Inaugurata il 20 marzo, la Whitney Biennial 2024: Even Better Than the Real Thing, curata da Chrissie Iles e Meg Onli, presenta il lavoro multigenerazionale di 71 artisti e collettivi, che dovrebbero rappresentare l’arte americana. La Biennale del 2024 segna l’81a edizione della storica serie di mostre del Museo, l’evento più longevo sull’arte americana.
Even Better Then Real Thing: un impianto molto ideologico

Il sottotitolo è senz’altro accattivante, rimanda alle questioni più discusse del nostro presente, ma non alle più urgenti, è solo un pretesto per poi condurre un statement meramente ideologico. Così lo spettatore non è stimolato a livello sensoriale a percepire cosa è reale e cosa non lo è. E come stabilire ciò che è reale da ciò che non lo è, un dibattito che si perde nella notte dei tempi? Soprattutto con l’avvento dell’Intelligenza Artificiale che ribalta le nostre nozioni di reale e ci costringe ad un’attenta riflessione ed anche a prendere alcune misure per salvaguardare il senso di “Umano”.
Certo la Biennale dovrebbe essere una vetrina sul reale, invece i curatori ancora una volta ricalcano con più enfasi un pensiero unico selezionando artisti e tematiche sotto il filtro della politica di genere, dell’etnia, dell’identità, della differenza. Il criterio di scelta è essenzialmente politico e ideologico.
L’arte dovrebbe essere meglio del reale perché potrebbe trasportarci in un’altra dimensione, e non fare da specchio alla realtà o alla Matrix della realtà. Sembra che ciò che conti di più in assoluto, la problematica più urgente, sia combattere la retorica sull’“autenticità” che viene utilizzata per perpetuare la transfobia e limitare l’autonomia del corpo. In questa Biennale è come trovarsi all’interno di un “coro dissonante“, senza fare un’esperienza che possa ricondurre ad acquisire maggiore consapevolezza sul tema dell’umano e non umano, sull’uso dell’Intelligenza Artificiale, sul complesso rapporto della società con il corpo, sul senso dell’esistere e la precarietà del mondo. Ad essere messo in crisi è ancora una volta il pensiero occidentale, con la scusa di ascoltare gli emarginati, i musei pensano di recuperare il tempo perduto e lavarsi la coscienza!
Whitney Biennial: le opere
Ma poi cos’è la Biennale oggi? Una battaglia intellettuale, una moda? Un esercizio per addetti ai lavori, pura propaganda politica? Tutto può essere fuorché un‘autentica sintesi dell’arte americana del nostro tempo. Quando non ci sono nuove idee, quello che si può provare a proporre è uno spaccato limitato, una piccola biennale dal tono corretto ed educato.

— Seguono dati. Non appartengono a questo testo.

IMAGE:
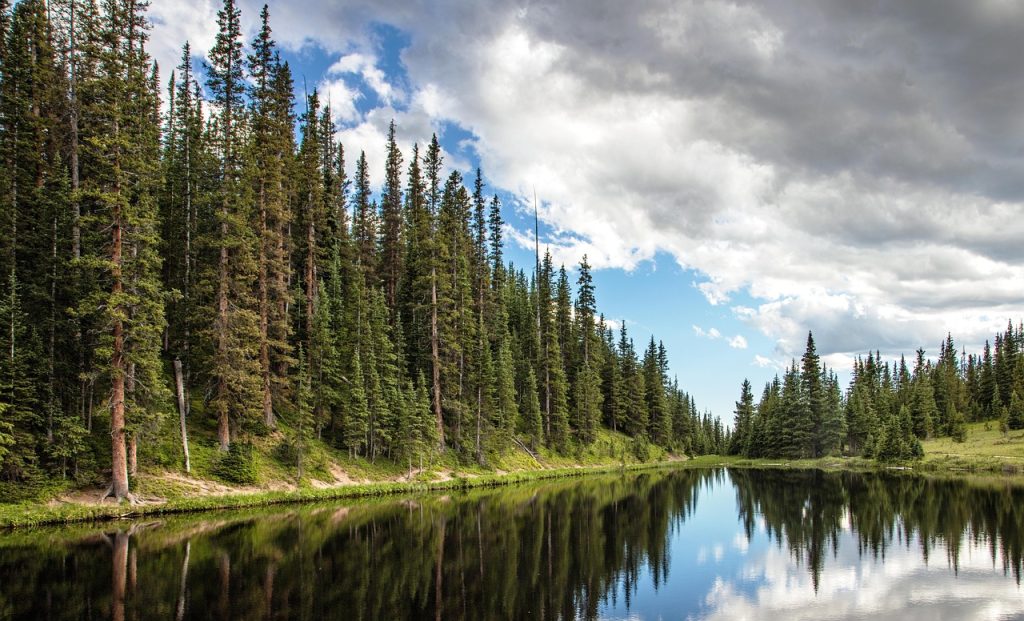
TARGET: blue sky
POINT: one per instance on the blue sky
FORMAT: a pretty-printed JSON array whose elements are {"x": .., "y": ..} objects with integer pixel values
[{"x": 737, "y": 173}]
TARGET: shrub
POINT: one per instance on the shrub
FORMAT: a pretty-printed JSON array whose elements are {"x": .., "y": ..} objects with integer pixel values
[{"x": 239, "y": 464}]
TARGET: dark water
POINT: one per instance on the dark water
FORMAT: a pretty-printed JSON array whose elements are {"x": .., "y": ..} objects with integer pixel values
[{"x": 677, "y": 544}]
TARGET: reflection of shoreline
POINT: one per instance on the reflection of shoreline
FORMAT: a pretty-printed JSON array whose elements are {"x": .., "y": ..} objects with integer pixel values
[
  {"x": 852, "y": 586},
  {"x": 774, "y": 544}
]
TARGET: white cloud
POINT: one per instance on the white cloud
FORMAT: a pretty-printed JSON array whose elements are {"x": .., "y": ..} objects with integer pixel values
[{"x": 879, "y": 209}]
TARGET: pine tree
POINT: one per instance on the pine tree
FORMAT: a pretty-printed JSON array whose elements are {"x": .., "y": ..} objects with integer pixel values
[
  {"x": 356, "y": 410},
  {"x": 588, "y": 400},
  {"x": 120, "y": 189},
  {"x": 923, "y": 408},
  {"x": 235, "y": 329},
  {"x": 303, "y": 413},
  {"x": 269, "y": 151},
  {"x": 742, "y": 425},
  {"x": 956, "y": 423},
  {"x": 391, "y": 224},
  {"x": 1015, "y": 412},
  {"x": 506, "y": 410},
  {"x": 365, "y": 223},
  {"x": 529, "y": 409}
]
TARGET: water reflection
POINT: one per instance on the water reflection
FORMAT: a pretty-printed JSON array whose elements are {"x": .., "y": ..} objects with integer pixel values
[{"x": 662, "y": 544}]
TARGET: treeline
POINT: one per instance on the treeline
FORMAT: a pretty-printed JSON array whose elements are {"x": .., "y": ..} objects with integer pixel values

La pittura è poco rappresentata, ciononostante ci sono alcune opere avvincenti, o per altro che sfidano la questione della forma e della materia, e sono quelle di Suzanne Jackson, strutture traslucide realizzate con gel solidificato e sospese nello spazio, senza tela o supporto visibile. Ogni opera è malleabile e si muove, cambiando forma nel tempo; mentre le grandi tele di Mary Lovelace O’Neal, mescolano un’astrazione gestuale con il figurativo.

Altri momenti della mostra trovano modi più estetici per inquadrare il mondo esterno: l’installazione di Lotus L. Kang è composta di fogli di pellicola fotosensibile che si appannano lentamente dal soffitto, reagendo alla luce ambientale, allo spazio e al tempo della mostra.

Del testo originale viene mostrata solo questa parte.